Aaron David Miller, former adviser to countless US administrations, issues the following comments on the Israel/Palestine conflict:

This (a two-state solution) is not going to last for 8 years. The facts on the ground, the facts in people’s minds, the hopelessness, the despair, the confusion of the politics on each side will, in my judgment, over the next 4 to 8 years make a two-state solution almost impossible. So it’s either going to happen with this administration or its not going to happen. And that makes this period truly consequential for the administration and for Arabs and Israelis…

What is relevant is whether or not a president can craft a national narrative on the Arab-Israeli issue that advances America’s national interest. If a president can do this and is smart, tough and fair about how he goes about it, then it seems to me the pro-Israel community, whether they want to acknowledge it or not, will come along, like the vast majority of other people who live in this country and supported the president…
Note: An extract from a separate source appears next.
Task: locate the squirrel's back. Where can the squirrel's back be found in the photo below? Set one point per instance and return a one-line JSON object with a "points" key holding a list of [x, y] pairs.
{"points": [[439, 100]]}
Because he [Obama] is so persuaded that he is, in fact, a supporter of the State of Israel, and that he does understand them intellectually, that the emotive part of this, of what is required under these circumstances, simply got lost.  He now has created a problem for himself which is going to have to be fixed, and the very fact that he’s going to have to fix this is not good for American interests or American credibility. But there’s no question that he’s created a problem. Toughness is absolutely essential and so is the quality of reassurance.